Pamela was sitting in a wheelchair and she wasn’t alone. A man was with her, someone Ismay thought she vaguely recognized, associating him with Guy, though she couldn’t place him. Pamela held out her hand and Ismay bent down and kissed her.
“Do you remember Michael, Issy?”
Then she did, of course. This was the man who had been engaged to Pamela at the time Beatrix married Guy. This was the man who had left her a week before they were due to be married. “How are you?” she said.
“You were a little girl when I last saw you.”
“I was fifteen.”
He was looking at Pamela as if he had fallen in love with her all over again. He took her hand, kissed her in a tender way, and left, promising to come back the next day. Ismay said good-bye and looked inquiringly at Pamela.
“I know what you’re thinking. He apologized for all that.
”
“Bit late in the day, wasn’t it?”
Pamela went on as if she hadn’t spoken, “He said it was partly due to Guy’s dying like that. He said he felt he couldn’t be connected to our family when he’d actually hoped something like that would happen.”
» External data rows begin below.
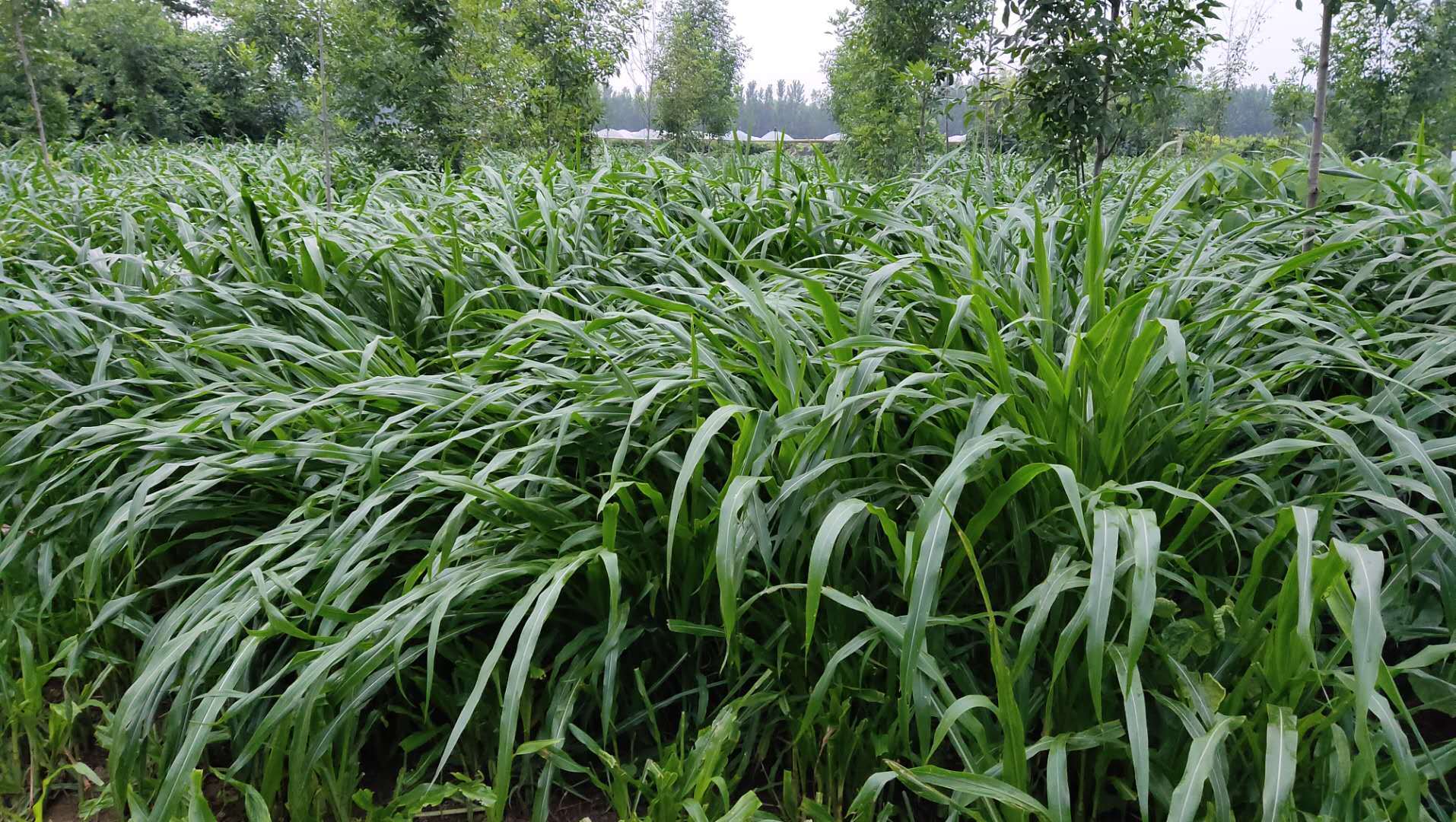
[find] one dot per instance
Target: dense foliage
(695, 68)
(743, 490)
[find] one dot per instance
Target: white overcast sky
(787, 38)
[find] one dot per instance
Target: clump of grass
(734, 492)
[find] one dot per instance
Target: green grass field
(727, 492)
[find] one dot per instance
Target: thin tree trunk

“What on earth do you mean?”
“He said that when Guy had that virus and just seemed to get worse and worse he hoped he—well, he wouldn’t get better.”
“You mean, he’d die?”
Pamela winced. “You’re not usually so blunt, Issy. But yes, he hoped he’d die and then Michael would get his job. And then Guy did die. Maybe he killed himself. Michael felt so much guilt about that he thought it would be best if he just—disappeared. After all, he was offered Guy’s job but didn’t take it.”
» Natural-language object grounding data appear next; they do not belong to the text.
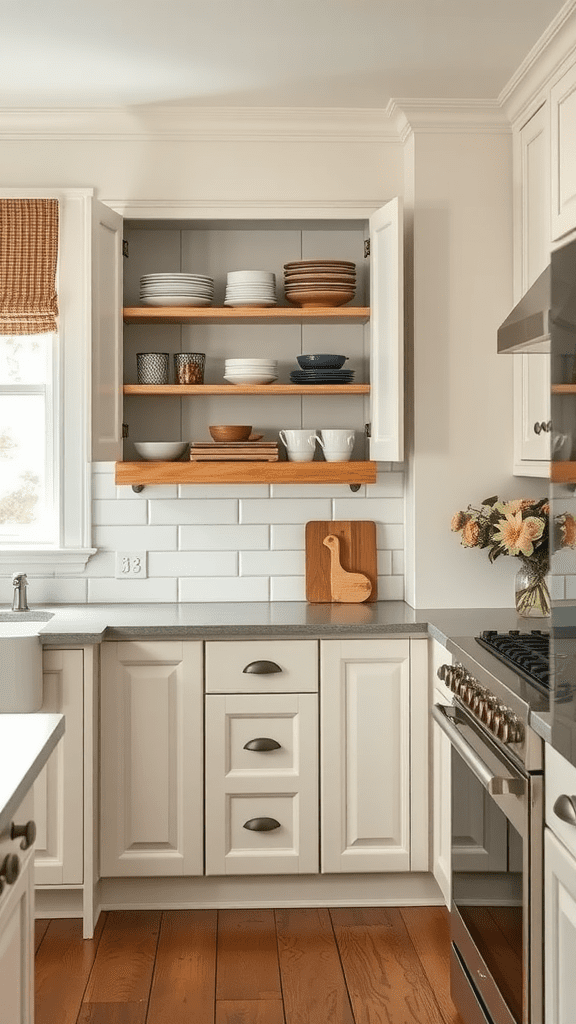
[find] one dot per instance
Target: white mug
(299, 444)
(336, 441)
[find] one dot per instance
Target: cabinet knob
(261, 743)
(261, 824)
(565, 809)
(10, 868)
(262, 668)
(28, 833)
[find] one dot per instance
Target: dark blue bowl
(321, 361)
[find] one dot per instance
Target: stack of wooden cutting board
(234, 452)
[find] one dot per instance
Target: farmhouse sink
(21, 667)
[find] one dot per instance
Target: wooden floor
(376, 966)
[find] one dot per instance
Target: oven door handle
(494, 784)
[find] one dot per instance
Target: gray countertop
(87, 624)
(26, 744)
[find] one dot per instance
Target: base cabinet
(58, 791)
(374, 755)
(261, 783)
(152, 819)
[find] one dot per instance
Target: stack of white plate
(250, 288)
(176, 290)
(250, 371)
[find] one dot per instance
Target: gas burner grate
(527, 653)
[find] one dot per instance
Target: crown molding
(200, 124)
(545, 61)
(482, 116)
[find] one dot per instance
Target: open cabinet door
(386, 327)
(107, 334)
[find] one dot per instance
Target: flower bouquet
(520, 527)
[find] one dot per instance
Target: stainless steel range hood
(527, 328)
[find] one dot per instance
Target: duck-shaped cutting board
(341, 561)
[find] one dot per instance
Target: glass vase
(531, 590)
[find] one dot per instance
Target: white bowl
(250, 378)
(161, 451)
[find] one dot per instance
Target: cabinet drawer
(261, 667)
(561, 780)
(276, 790)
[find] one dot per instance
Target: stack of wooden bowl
(320, 282)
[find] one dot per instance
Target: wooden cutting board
(357, 554)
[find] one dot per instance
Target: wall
(220, 543)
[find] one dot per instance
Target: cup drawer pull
(262, 668)
(261, 824)
(261, 743)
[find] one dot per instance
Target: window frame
(71, 462)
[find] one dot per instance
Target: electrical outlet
(130, 565)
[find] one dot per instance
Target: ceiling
(334, 53)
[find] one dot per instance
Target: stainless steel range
(496, 790)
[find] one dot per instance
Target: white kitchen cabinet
(58, 791)
(563, 135)
(372, 338)
(261, 783)
(532, 374)
(374, 765)
(560, 890)
(152, 818)
(442, 773)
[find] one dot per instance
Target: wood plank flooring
(344, 966)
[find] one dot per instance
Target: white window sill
(48, 562)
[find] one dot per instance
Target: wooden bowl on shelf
(230, 433)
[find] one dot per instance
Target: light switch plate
(131, 565)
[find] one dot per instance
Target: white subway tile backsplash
(377, 509)
(285, 510)
(119, 513)
(192, 563)
(55, 590)
(288, 589)
(289, 537)
(234, 538)
(133, 591)
(135, 538)
(272, 563)
(183, 510)
(223, 491)
(229, 589)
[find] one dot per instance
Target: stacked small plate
(320, 283)
(250, 371)
(176, 290)
(250, 288)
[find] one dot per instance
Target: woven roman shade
(29, 252)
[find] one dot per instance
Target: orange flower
(517, 534)
(569, 530)
(470, 534)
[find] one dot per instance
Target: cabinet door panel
(365, 737)
(58, 791)
(563, 110)
(386, 331)
(152, 799)
(107, 334)
(279, 783)
(560, 931)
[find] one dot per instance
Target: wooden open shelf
(246, 314)
(245, 472)
(234, 389)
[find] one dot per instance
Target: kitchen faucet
(19, 583)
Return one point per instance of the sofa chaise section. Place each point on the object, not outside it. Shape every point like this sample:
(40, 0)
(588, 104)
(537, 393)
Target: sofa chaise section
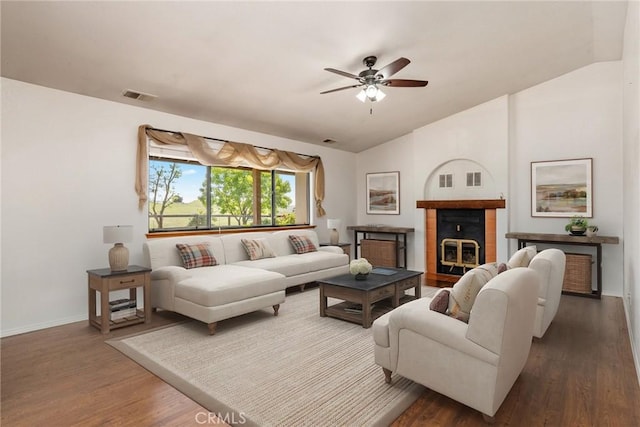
(236, 285)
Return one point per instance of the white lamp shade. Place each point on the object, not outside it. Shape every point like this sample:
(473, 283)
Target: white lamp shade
(333, 223)
(117, 233)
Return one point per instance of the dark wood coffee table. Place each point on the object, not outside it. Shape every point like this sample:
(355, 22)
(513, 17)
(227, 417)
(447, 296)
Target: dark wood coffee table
(359, 296)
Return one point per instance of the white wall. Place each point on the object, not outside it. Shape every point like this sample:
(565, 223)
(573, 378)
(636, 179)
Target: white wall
(67, 168)
(479, 134)
(631, 185)
(576, 115)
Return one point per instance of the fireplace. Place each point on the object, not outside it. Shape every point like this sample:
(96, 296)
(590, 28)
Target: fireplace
(459, 253)
(460, 240)
(459, 235)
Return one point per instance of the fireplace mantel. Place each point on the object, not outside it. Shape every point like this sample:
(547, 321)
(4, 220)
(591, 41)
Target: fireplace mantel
(431, 249)
(462, 204)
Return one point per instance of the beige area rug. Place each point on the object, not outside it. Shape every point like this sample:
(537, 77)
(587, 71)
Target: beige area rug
(296, 369)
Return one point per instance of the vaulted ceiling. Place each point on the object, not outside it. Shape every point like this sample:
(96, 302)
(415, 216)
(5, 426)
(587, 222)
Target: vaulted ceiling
(259, 65)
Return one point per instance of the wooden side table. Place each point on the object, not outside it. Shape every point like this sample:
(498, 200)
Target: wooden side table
(346, 247)
(104, 280)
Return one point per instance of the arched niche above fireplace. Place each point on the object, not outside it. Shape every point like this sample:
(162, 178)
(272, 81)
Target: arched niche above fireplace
(460, 179)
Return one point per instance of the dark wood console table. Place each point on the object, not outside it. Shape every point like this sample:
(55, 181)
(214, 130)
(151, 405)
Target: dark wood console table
(567, 239)
(399, 233)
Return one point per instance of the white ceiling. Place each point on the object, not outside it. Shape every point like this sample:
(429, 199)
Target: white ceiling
(259, 65)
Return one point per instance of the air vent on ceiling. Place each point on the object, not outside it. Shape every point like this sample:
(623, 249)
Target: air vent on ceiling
(139, 96)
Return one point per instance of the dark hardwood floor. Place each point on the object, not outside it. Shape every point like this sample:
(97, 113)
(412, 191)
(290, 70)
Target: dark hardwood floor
(580, 374)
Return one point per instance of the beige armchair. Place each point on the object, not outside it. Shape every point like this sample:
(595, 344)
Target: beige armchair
(475, 363)
(550, 265)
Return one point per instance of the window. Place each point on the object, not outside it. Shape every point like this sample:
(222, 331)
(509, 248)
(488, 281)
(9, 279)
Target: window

“I don’t think he ought to feel guilt about anyone but you,” said Ismay, who thought the story sounded like an excuse and not a very clever one. “How did he know you were here?”
“He ran into Heather at the hospice. His mother’s in there. She’s dying.”
“He must spend all his time hospital visiting,” said Ismay drily, and then, on an impulse, “When he was with you did he have a key to our house? I mean, did he have access to a key?”
“Why on earth do you want to know?”
“Take it that I just do. Did he?”
“I suppose he did,” said Pamela.
Michael had hated Guy, had wanted his job. He had broken off with Pamela over the guilt he felt for wishing Guy dead. Or because he had killed Guy? Ismay asked herself that question as she went home in a taxi. It was far more likely that he had felt guilt because he had killed Guy than over some tenuous neurotic fear of being associated with the family of a man he had wanted dead. He had a key or access to Pamela’s key, which amounted to the same thing. Could she, after all this time, find out where Michael had been on the afternoon Guy died? Could she now take the enormous and frightening step of asking Heather if Michael had come into the house that afternoon? Or even if he could have come into the house without her knowing?